The site can be easily missed- I first visited the field about a decade ago, unaware of the henge, and failed to spot it (although in my defence I was downhill from it, near the river). Much easier to find second time around, entering over a stile from White Horse Lane, the local electricity board has helpfully marked the spot by placing a pylon either side (they also stuck the adjoining substation over a related round barrow). On a hot, parched summers day like the one of my visit, the earthworks are quite clear, and the vegetation still conforms to the henge contours. Lots of flints lying about, and the ground is turned over by moles- a few finds have been spotted fairly recently. I’m sure someone with a better eye for flint tools than myself could spend a productive half hour here.

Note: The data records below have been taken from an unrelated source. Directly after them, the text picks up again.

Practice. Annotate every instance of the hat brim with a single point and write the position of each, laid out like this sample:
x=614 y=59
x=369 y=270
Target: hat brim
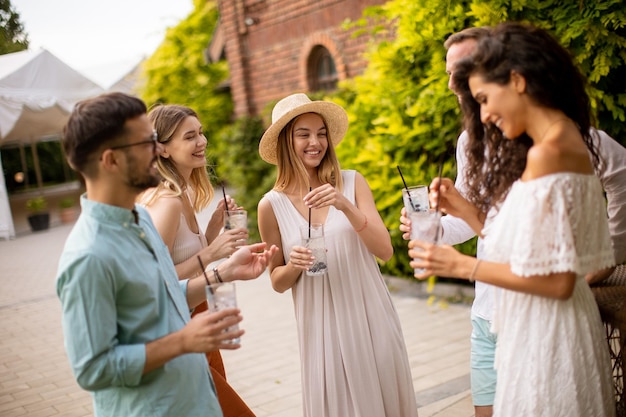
x=334 y=115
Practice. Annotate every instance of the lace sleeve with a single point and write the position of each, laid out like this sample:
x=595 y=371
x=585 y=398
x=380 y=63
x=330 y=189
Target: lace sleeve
x=562 y=226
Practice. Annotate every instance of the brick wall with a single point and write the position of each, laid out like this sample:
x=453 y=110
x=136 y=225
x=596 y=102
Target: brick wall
x=268 y=43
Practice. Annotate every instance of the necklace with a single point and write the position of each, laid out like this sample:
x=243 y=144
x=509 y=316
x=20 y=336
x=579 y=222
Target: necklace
x=560 y=119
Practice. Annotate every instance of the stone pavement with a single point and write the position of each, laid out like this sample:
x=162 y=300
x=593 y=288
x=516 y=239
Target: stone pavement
x=36 y=381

I live 5 minutes away from this "most important henge of its kind outside of Wessex". Unfortunately, it is most unimpressive but if you walk around the circle in the field and imagine what might have gone on all those years ago you will surely smile.

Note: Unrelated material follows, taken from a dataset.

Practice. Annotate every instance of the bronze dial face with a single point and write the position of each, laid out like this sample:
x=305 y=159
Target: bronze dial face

If you park in 'The Cock' pub car park in Old Lakenham and have a drink, and then walk over the river and railway bridges there is a footpath into the field in the direction of the henge. Follow the line of the hedgerow to the South along to towards the house. The henge is between two pylons to the left (east) of the house.

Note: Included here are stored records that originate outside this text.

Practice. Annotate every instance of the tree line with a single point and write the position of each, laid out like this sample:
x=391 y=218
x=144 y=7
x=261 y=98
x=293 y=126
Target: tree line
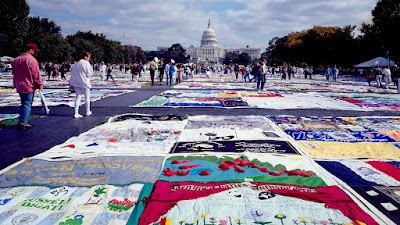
x=322 y=46
x=317 y=46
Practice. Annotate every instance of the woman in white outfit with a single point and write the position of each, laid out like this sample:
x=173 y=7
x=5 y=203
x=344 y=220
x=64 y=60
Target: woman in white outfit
x=103 y=71
x=80 y=81
x=386 y=76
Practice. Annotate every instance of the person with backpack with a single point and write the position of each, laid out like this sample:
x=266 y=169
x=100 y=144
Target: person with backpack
x=171 y=72
x=335 y=72
x=135 y=72
x=161 y=71
x=109 y=71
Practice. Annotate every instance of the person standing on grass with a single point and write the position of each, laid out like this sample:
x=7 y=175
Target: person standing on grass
x=80 y=81
x=26 y=80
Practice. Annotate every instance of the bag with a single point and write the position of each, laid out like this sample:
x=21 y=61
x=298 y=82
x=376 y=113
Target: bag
x=71 y=89
x=253 y=71
x=44 y=103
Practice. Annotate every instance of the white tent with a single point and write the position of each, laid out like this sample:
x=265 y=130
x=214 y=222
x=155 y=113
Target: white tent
x=382 y=62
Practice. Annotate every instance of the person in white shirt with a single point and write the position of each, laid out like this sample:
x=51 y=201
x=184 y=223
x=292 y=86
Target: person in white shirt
x=386 y=76
x=80 y=81
x=103 y=70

[visited 9/12/02] A perishingly cold december day couldn't temper the joy I had visiting this site. Really not much to see on the ground, just a depression with a low bank around it. It also has the pleasure of a fck off huge pylon right next to it..
But it's a henge, in Norfolk. And its even on the Norwich A-Z, Alan Partridge would be proud...
A henge monument at Arminghall photographed from the air (as cropmarks) in 1929 and partly excavated in 1935. The site comprises two concentric sub-circular ditches, the innermost circa 27 metres across and the outer circa 82 metres across. The outer ditch is much narrower. Traces of a slight bank were noted both inside the outer ditch and outside the inner ditch. These are presumed by the excavator to represent the same bank. The inner ditch has an entrance on its south-western side. The outer ditch could not be traced on the south west, so it is unclear if it featured a corresponding entrance gap. Cropmark evidence in fact suggests that there may have been three or four interruptions in the oute circuit in the south to southwest sector. Within the inner enclosure was a horseshoe-shaped arrangement of 8 substantial post holes, each of which was accompanied by a ramp (all facing the same direction). The two post holes which were excavated suggested that they held oak posts each about 1 foot in diameter, and sunk about 8 feet into the ground. Several decades later, a radiocarbon date of 2490+/-150 bc (uncalibrated) was obtained from charcoal recovered from one of the post holes. Finds from primary contexts were rather limited, comprising mainly flint flakes, cores and burnt flints plus 16 sherds of rusticated Beaker pottery from a "charcoal seam" in the inner ditch. The presence of Beaker sherds is a little at odds with the radiocarbon date, even allowing for the age of the wood, which suggests that the timber circle/horseshoe may well pre-date the henge itself. Unstratified material and finds from secondary contexts included items of Mesolithic, Iron Age and Roman date.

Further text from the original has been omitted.